The Banque de France (BdF) announced that it will exclude all companies with a coal-related activity, however small, from its own €22 billion investment and pension portfolio by 2025. It will also reduce its oil and gas holdings, adopting the Paris Aligned Benchmark (PAB) thresholds to exclude companies with a turnover of 10% for oil or 50% for gas. The bank will also vote against the development of new fossil fuel projects by companies in which it is a shareholder. The measures do not affect criteria for monetary policy purchases.
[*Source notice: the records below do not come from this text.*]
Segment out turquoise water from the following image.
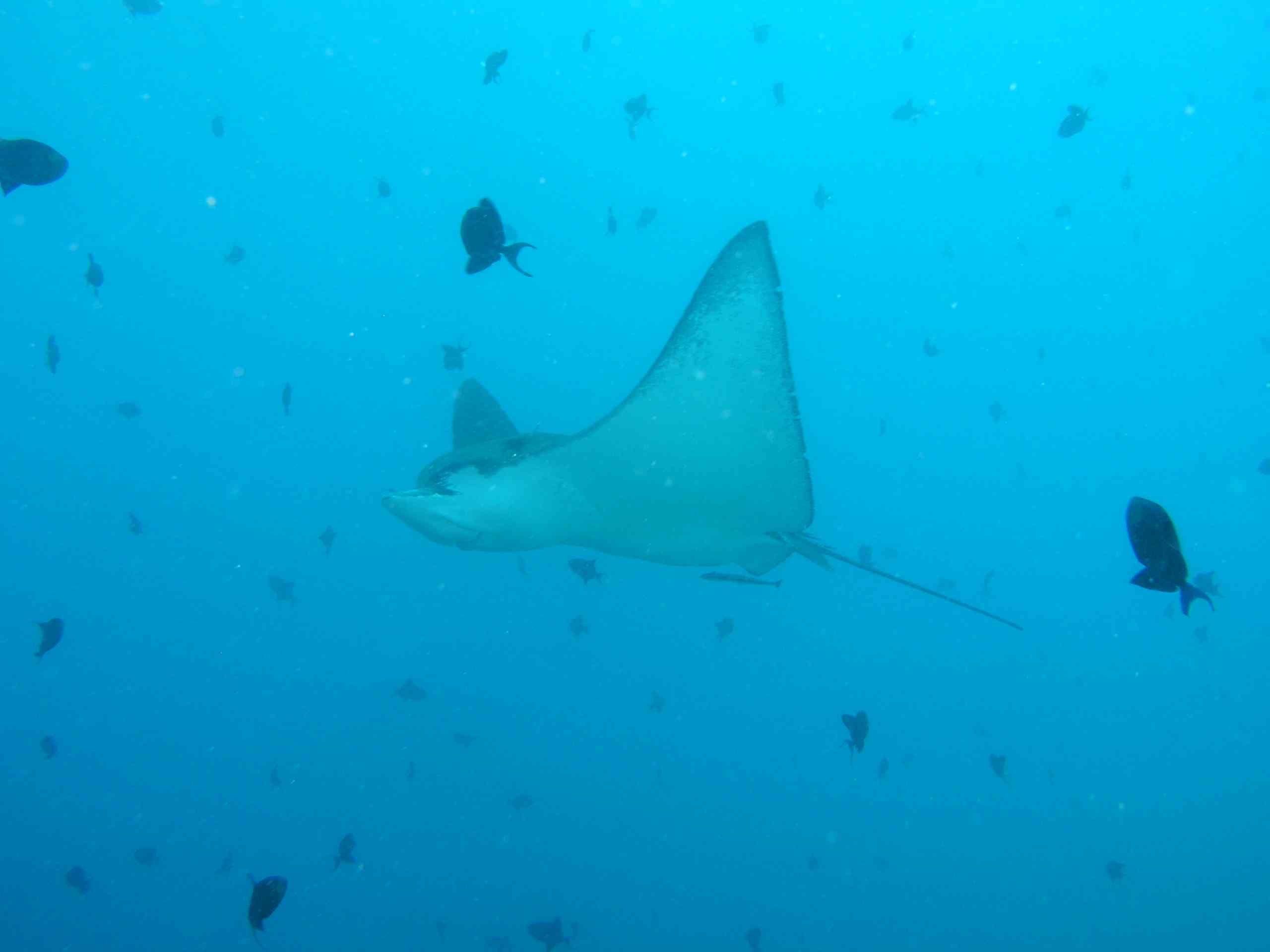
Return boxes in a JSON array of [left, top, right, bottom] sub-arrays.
[[0, 0, 1270, 952]]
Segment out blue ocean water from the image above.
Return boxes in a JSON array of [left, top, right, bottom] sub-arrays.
[[0, 0, 1270, 952]]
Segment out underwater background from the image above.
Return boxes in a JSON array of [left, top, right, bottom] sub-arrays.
[[0, 0, 1270, 952]]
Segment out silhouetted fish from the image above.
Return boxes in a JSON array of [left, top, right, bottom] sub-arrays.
[[1058, 105, 1089, 138], [1125, 496, 1213, 614], [842, 711, 869, 757], [392, 678, 428, 701], [569, 558, 605, 585], [485, 50, 507, 86], [247, 876, 287, 942], [458, 198, 533, 278], [0, 138, 67, 195], [36, 618, 64, 661]]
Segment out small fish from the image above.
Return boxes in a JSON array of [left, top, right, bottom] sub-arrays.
[[1058, 105, 1089, 138], [485, 50, 507, 86], [988, 754, 1010, 783], [458, 198, 536, 278], [269, 575, 296, 608], [1125, 496, 1213, 614], [392, 678, 428, 701], [335, 833, 357, 870], [701, 573, 784, 589], [132, 847, 159, 866], [530, 915, 569, 952], [66, 866, 90, 896], [247, 876, 287, 942], [0, 138, 67, 195], [842, 711, 869, 757], [36, 618, 65, 661], [890, 99, 926, 122], [84, 254, 105, 297], [441, 344, 467, 371], [569, 558, 605, 585]]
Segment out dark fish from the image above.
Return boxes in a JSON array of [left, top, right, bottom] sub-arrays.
[[988, 754, 1010, 783], [458, 198, 533, 278], [84, 254, 105, 297], [36, 618, 64, 661], [569, 558, 605, 585], [0, 138, 66, 195], [335, 833, 357, 870], [269, 575, 296, 608], [247, 876, 287, 942], [890, 99, 926, 122], [842, 711, 869, 757], [66, 866, 89, 896], [132, 847, 159, 866], [392, 678, 428, 701], [530, 915, 569, 952], [441, 344, 467, 371], [485, 50, 507, 86], [1125, 496, 1213, 614], [1058, 105, 1089, 138], [701, 573, 784, 589]]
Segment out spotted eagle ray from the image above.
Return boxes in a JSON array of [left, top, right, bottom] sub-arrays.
[[383, 222, 1020, 628]]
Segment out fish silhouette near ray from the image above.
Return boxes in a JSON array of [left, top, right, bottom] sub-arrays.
[[383, 222, 1018, 628]]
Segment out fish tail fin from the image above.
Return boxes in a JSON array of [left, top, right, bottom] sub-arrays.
[[1181, 581, 1216, 616], [503, 241, 537, 278]]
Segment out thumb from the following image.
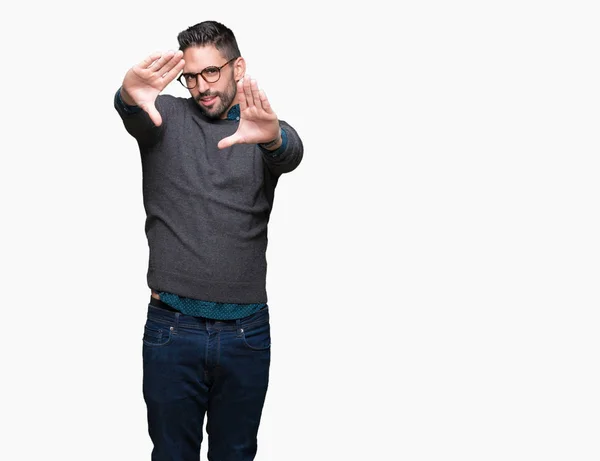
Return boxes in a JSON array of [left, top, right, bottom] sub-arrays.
[[217, 133, 243, 149], [142, 104, 162, 126]]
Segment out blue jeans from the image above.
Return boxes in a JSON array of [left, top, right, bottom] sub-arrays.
[[142, 298, 271, 461]]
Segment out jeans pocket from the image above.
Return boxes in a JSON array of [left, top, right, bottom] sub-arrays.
[[241, 322, 271, 351], [142, 321, 173, 347]]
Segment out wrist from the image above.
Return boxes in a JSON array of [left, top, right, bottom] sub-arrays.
[[119, 87, 137, 107], [258, 128, 283, 150]]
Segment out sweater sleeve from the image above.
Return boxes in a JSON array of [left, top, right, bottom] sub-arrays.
[[259, 120, 304, 176], [114, 88, 166, 145]]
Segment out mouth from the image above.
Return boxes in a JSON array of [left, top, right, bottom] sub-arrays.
[[198, 96, 218, 107]]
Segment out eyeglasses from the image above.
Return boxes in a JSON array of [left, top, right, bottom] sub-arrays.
[[177, 57, 237, 90]]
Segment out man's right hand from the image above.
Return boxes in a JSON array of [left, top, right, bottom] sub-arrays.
[[121, 51, 185, 126]]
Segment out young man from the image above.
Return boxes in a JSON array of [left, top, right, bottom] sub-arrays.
[[114, 21, 303, 461]]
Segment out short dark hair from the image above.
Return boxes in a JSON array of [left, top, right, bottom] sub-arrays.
[[177, 21, 242, 60]]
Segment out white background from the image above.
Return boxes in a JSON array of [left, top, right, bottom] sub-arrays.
[[0, 0, 600, 461]]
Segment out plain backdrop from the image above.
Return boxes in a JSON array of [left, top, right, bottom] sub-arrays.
[[0, 0, 600, 461]]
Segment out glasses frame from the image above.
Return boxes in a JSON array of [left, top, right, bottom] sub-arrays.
[[177, 56, 239, 90]]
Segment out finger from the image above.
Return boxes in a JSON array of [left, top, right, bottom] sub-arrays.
[[250, 79, 260, 108], [159, 51, 183, 75], [258, 90, 274, 114], [138, 51, 162, 69], [147, 51, 175, 76], [217, 133, 244, 149], [238, 79, 248, 112], [244, 75, 254, 107], [163, 59, 185, 84]]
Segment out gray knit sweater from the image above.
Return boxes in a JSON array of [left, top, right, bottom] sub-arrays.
[[115, 95, 303, 303]]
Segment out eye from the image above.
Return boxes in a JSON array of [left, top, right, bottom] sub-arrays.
[[202, 67, 219, 77]]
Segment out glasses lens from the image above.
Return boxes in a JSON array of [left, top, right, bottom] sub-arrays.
[[202, 67, 221, 83], [177, 74, 197, 90]]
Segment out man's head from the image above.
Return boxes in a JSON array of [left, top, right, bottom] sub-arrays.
[[177, 21, 246, 119]]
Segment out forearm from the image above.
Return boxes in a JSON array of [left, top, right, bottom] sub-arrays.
[[259, 121, 304, 175], [114, 88, 161, 144]]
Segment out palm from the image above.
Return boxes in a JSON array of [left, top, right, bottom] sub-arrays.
[[123, 51, 185, 126], [218, 75, 279, 149]]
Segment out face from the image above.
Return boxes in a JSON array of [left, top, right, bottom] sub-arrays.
[[183, 46, 245, 119]]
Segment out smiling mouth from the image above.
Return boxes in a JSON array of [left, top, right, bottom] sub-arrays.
[[198, 95, 217, 106]]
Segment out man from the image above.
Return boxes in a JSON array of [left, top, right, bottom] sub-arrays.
[[114, 21, 303, 461]]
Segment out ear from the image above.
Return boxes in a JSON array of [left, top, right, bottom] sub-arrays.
[[233, 57, 246, 82]]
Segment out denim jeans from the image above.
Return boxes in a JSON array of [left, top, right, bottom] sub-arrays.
[[142, 298, 271, 461]]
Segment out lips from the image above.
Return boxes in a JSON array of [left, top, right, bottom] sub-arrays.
[[200, 96, 217, 106]]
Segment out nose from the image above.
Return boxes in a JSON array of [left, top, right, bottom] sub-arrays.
[[196, 75, 209, 93]]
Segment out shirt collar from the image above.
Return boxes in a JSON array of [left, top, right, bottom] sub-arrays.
[[227, 104, 240, 120]]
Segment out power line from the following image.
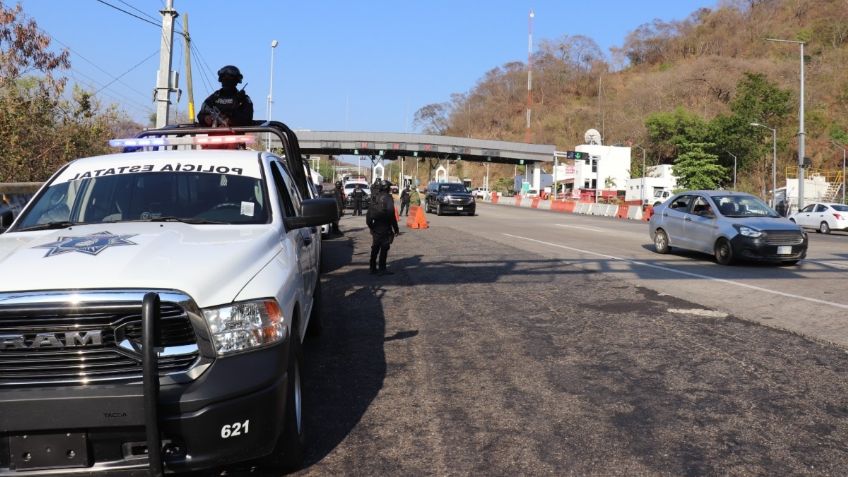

Introducing the announcement, Governor François Villeroy de Galhau highlighted the BdF’s pioneering role as the first Eurosystem central bank to make responsible investment commitments. Its responsible investment policy framework, introduced in 2018, already excludes coal mining companies or companies with over 20% of their turnover associated with coal. This threshold will fall to 2% later this year.
The move was welcomed by campaigners, with some reservations about the absence of strict criteria preventing the bank from supporting new carbon intensive projects.
“With this announcement, the Banque de France is catching up with and overtaking private financial players and recognising the urgency of cutting off financial support for fossil fuels. Now, it must apply this dynamic to its core business by advocating for the immediate decarbonisation of European monetary policy,” said Reclaim Finance campaigner Paul Schreiber.